Focusing on Short-Sightedness in China

At The Wall Street Journal, Alex Frangos examines the fad gripping Hong Kong for wearing lenseless glasses as fashion accessories, often in conjunction with contact lenses.

The no-glass frames also don’t blind the wearer when walking out of the arctic air conditioning that blasts through most buildings into the tropical heat. “If you wear this, no fog,” she says.

And one more practicality: fake eyelashes. “If I have lenses here,” she says, sticking her finger through the frames, lashes “may clash with the glasses.” This way the lashes can stick through unimpeded ….

The paradox of wearing specs without corrective lenses is that people here badly need glasses.

Nearly 85% of people in their 20s in Hong Kong suffer from myopia, according to the Myopia Research Center, part of Hong Kong Polytechnic University’s School of Optometry. Levels of myopia, or shortsightedness, are similar on the mainland and elsewhere in east Asia and are on the rise.

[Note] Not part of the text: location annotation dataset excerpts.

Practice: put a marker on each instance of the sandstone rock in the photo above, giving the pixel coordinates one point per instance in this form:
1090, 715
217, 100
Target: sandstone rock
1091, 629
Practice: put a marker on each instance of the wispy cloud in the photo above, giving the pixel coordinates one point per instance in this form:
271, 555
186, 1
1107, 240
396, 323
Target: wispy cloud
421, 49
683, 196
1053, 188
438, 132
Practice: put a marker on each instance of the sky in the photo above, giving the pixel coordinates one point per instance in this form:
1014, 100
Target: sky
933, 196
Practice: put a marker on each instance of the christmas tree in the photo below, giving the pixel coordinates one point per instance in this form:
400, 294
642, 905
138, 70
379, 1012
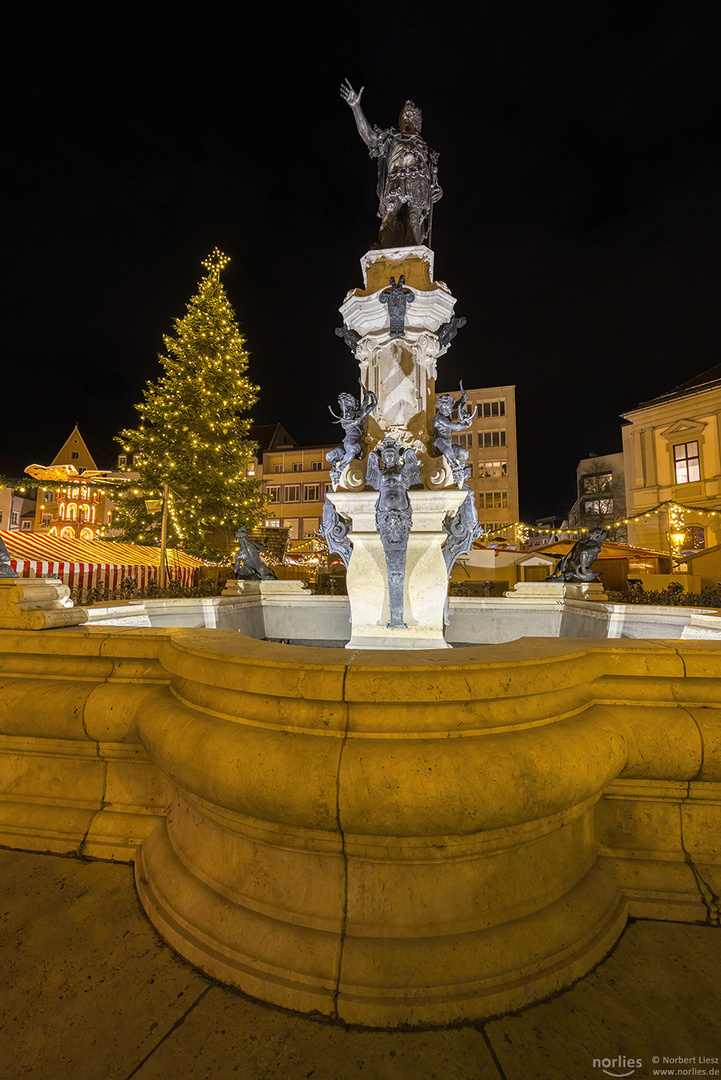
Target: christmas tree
192, 435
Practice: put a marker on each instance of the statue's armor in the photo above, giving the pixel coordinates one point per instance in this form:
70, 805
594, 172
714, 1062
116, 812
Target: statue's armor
405, 171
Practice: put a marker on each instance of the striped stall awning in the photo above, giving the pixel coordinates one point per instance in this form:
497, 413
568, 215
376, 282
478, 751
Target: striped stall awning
83, 564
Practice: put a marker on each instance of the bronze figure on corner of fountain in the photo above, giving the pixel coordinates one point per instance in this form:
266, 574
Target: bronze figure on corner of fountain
407, 173
248, 563
575, 565
352, 420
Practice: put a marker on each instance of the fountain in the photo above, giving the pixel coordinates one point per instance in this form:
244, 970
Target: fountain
400, 512
380, 837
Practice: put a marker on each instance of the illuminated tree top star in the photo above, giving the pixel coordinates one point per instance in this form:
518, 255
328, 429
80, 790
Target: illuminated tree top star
216, 261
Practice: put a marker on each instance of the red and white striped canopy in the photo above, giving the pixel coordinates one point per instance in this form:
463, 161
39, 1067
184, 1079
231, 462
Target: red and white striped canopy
82, 564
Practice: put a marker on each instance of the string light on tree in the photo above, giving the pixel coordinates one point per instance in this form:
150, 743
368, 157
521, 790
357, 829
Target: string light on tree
193, 431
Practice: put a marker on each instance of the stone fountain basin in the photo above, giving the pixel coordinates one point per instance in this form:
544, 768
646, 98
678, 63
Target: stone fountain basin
286, 611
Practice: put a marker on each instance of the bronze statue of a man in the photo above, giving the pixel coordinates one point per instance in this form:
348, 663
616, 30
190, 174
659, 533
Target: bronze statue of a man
407, 173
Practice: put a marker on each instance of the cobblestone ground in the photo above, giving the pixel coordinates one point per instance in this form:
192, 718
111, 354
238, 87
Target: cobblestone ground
90, 991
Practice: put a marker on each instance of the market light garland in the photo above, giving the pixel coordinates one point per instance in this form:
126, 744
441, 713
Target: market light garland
676, 511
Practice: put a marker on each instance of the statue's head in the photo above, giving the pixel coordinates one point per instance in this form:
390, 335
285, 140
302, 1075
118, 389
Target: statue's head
410, 119
390, 451
348, 403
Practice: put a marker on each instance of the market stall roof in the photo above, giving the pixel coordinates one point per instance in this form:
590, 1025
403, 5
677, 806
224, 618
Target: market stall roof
39, 547
609, 550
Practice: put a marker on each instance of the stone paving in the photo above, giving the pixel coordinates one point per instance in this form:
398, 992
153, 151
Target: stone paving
92, 993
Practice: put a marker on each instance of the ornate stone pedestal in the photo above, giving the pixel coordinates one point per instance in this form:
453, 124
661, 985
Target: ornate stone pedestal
37, 604
399, 367
558, 591
425, 583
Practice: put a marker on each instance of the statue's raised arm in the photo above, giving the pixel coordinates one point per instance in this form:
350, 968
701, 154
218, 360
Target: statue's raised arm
407, 173
352, 98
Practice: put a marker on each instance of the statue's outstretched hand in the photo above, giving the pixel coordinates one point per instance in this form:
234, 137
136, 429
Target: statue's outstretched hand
351, 96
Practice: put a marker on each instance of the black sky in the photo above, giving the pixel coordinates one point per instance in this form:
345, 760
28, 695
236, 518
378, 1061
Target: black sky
580, 228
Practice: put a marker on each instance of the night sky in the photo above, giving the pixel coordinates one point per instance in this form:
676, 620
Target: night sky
580, 227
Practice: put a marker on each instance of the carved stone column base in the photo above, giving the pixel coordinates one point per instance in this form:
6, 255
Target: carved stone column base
425, 583
37, 604
558, 591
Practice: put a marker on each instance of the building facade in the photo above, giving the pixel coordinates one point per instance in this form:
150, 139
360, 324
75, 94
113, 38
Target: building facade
296, 478
600, 496
493, 457
79, 511
672, 451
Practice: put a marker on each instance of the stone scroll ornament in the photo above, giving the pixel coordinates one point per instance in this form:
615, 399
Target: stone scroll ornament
350, 337
248, 563
397, 297
462, 527
444, 427
352, 419
449, 329
335, 528
575, 565
392, 471
407, 173
5, 567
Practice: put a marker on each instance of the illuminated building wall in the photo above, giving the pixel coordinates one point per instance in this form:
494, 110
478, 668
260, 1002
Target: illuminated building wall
672, 450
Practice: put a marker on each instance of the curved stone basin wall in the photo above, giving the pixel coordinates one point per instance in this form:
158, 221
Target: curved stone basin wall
389, 838
283, 610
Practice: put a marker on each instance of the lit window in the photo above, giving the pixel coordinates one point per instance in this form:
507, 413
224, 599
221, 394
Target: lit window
487, 439
491, 469
685, 460
694, 538
597, 483
598, 505
493, 500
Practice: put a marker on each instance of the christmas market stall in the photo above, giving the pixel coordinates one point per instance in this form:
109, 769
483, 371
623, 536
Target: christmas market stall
87, 565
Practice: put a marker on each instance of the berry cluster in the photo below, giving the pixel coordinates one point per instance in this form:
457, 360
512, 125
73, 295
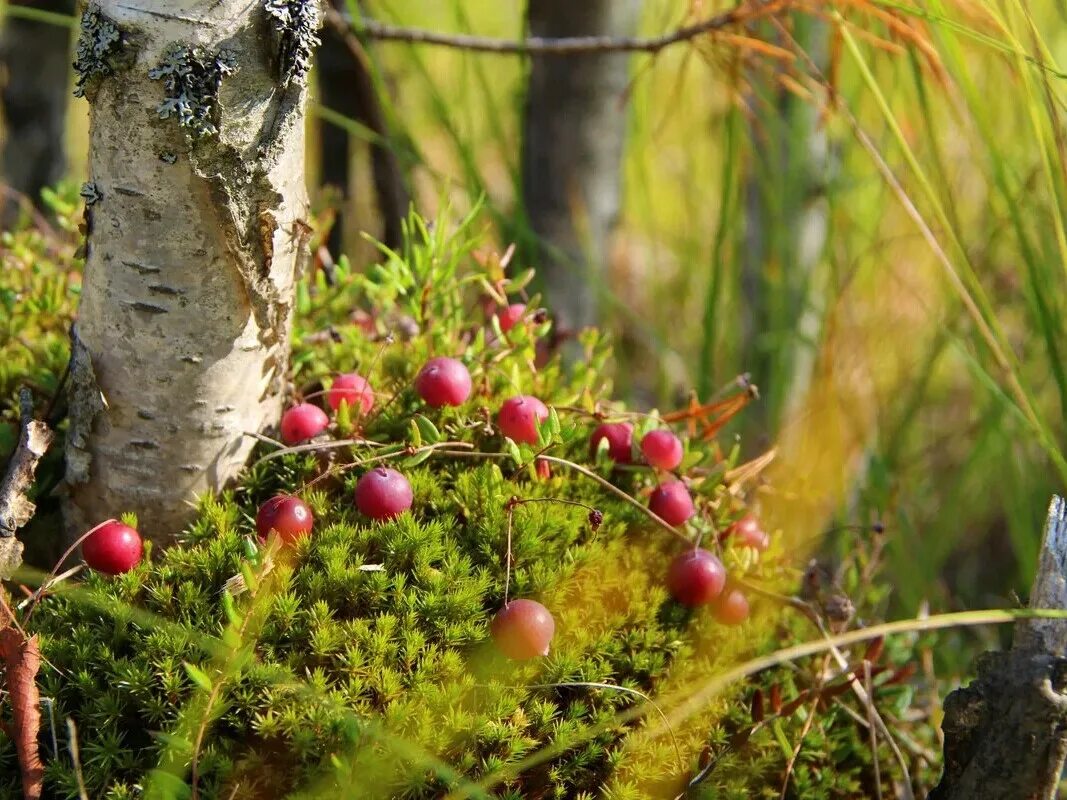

The Telegraph’s Malcolm Moore reports recent research from China’s education ministry which echoes this 85% finding and suggests a steep rise in shortsightedness among younger Chinese:

Almost 41 per cent of primary school children now need spectacles, a 9.2 per cent rise from the last study in 2005. The prevalence rises to 67 per cent of middle school students and then to a remarkable 85 per cent of university students ….

Ethnic Chinese appear to be predisposed genetically to myopia, with the majority of young Chinese living in Taiwan, Hong Kong and Singapore also needing glasses.

However, researchers have shown that environment plays a significant role in a population’s general level of short-sightedness.

Professor Christopher Hammond, the Frost professor at King’s College London’s department of Ophthalmology, said there is a strong link between short-sightedness and greater levels of urbanisation and education.